Self-Healing Filesystems – Benefits for General Usage

data integrityfilesystemsmdadmraidsoftware-raid

I have recently looked into advanced filesystems (Btrfs, ZFS) for data redundancy and availability and got interested in the additional functionality they provide, especially their "self-healing" capabilities against data corruption.

However, I think I need to take a step back and try to understand if this benefit outweighs their disadvantages (Btrfs bugs and unresolved issues & ZFS availability and performance impact) for general home/SMB-usage, compared to a conventional mdadm-Raid1 + Ext4 solution. A mirrored backup is available either way.

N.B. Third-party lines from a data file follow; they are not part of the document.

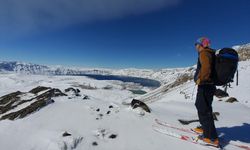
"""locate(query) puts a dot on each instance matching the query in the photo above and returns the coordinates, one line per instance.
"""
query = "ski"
(165, 124)
(190, 139)
(174, 127)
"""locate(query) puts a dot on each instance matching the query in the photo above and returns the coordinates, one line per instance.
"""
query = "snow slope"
(123, 128)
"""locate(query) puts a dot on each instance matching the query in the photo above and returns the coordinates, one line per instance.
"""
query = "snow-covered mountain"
(162, 75)
(40, 112)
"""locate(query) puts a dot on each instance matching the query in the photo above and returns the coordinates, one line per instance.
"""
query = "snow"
(43, 130)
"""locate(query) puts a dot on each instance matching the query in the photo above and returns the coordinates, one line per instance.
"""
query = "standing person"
(206, 88)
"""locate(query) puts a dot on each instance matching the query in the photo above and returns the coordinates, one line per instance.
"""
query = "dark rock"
(231, 100)
(220, 93)
(94, 143)
(85, 97)
(40, 101)
(49, 94)
(11, 101)
(70, 89)
(66, 134)
(76, 91)
(39, 89)
(28, 110)
(108, 87)
(137, 103)
(216, 113)
(10, 97)
(112, 136)
(78, 95)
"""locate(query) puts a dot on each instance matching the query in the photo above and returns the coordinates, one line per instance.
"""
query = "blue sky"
(118, 33)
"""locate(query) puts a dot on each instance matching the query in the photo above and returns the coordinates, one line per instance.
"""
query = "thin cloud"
(24, 16)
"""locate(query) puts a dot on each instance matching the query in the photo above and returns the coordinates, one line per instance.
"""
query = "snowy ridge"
(103, 123)
(162, 75)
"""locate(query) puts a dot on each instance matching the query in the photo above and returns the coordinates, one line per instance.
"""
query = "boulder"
(137, 103)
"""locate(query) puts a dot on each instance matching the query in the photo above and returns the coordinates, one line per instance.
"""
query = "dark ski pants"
(203, 104)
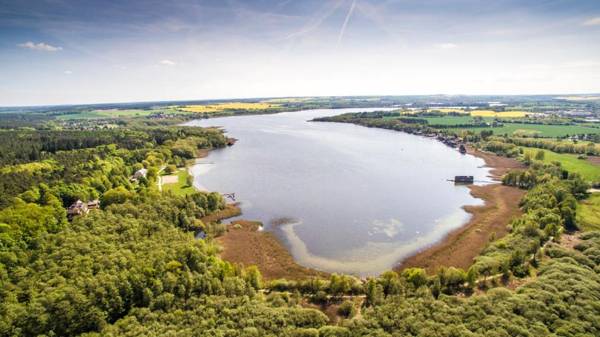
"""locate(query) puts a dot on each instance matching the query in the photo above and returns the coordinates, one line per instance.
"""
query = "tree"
(416, 276)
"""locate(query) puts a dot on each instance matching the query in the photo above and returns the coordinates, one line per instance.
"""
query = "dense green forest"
(133, 267)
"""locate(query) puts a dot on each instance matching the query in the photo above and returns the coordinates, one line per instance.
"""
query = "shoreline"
(488, 221)
(245, 243)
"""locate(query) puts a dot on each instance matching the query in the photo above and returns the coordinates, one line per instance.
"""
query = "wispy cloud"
(322, 14)
(39, 46)
(446, 45)
(343, 29)
(168, 63)
(592, 22)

Let's assume I have a couple of file servers which are used for archival purposes and have limited resources, but ECC memory and a stable power source.

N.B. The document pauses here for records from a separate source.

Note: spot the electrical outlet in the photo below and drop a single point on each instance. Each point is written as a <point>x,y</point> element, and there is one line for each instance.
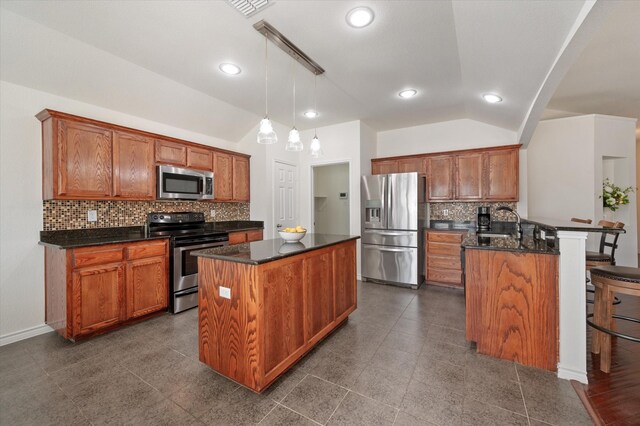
<point>225,292</point>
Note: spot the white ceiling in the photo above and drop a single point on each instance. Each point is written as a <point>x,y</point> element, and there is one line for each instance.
<point>605,79</point>
<point>451,51</point>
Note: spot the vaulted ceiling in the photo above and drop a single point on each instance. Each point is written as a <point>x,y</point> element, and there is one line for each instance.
<point>450,51</point>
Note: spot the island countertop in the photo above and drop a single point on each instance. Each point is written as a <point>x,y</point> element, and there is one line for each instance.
<point>259,252</point>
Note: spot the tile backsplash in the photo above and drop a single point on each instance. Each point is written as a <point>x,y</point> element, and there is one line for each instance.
<point>72,214</point>
<point>468,211</point>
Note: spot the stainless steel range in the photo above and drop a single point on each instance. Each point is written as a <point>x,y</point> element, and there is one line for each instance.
<point>187,232</point>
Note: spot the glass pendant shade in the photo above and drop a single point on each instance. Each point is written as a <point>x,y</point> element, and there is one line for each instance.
<point>294,143</point>
<point>315,148</point>
<point>266,135</point>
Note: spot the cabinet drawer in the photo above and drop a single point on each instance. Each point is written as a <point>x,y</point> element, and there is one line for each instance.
<point>444,276</point>
<point>93,256</point>
<point>254,235</point>
<point>444,262</point>
<point>445,237</point>
<point>140,251</point>
<point>445,249</point>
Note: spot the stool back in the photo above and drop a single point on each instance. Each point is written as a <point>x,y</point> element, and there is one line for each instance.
<point>613,243</point>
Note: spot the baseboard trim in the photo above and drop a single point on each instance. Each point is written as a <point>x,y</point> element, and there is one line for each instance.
<point>16,336</point>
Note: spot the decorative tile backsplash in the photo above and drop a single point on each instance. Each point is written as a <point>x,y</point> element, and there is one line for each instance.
<point>469,211</point>
<point>72,214</point>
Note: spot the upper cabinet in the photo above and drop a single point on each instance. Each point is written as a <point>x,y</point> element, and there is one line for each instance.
<point>89,159</point>
<point>487,174</point>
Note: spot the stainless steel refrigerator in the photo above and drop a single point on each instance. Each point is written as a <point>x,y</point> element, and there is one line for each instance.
<point>393,213</point>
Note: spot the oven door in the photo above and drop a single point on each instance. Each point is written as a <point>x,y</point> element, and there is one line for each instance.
<point>185,266</point>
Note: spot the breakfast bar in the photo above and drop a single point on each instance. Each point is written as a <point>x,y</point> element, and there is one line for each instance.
<point>263,305</point>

How likely am I to even encounter actual data corruption making files unreadable? How?
Can Ext4 or the system file manager already detect data errors on copy/move operations, making me at least aware of a problem?
What happens if one of the madam-Raid1 drives holds different data due to one drive having bad sectors? Will I still be able to retrieve the correct file or will the array be unable to decide which file is the correct one and lose it entirely?

Best Answer

Yes, a functional checksummed filesystem is a very good thing. However, the real motivation is not to be found into the mythical "bitrot" which, while does happen, is very rare. Rather, the main advantage is that such a filesystem provide and end-to-end data checksum, actively protecting you by erroneous disk behavior as misdirected writes and data corruption related to the disk's own private DRAM cache failing and/or misbehaving due to power supply problem.

I experienced that issue first hand, when a Linux RAID 1 array went bad due to a power supply issue. The cache of one disk started corrupting data and the ECC embedded in the disk sectors themselves did not catch anythig, simply because the written data were already corrupted and the ECC was calculated on the corrupted data themselves.

Thanks to its checksummed journal, which detected something strange and suspended the filesystem, XFS limited the damage; however, some files/directories were irremediably corrupted. As this was a backup machine facing no immediate downtime pressure, I rebuilt it with ZFS. When the problem re-occured, during the first scrub ZFS corrected the affected block by reading the good copies from the other disks. Result: no data loss and no downtime. These are two very good reasons to use a checksumming filesystem.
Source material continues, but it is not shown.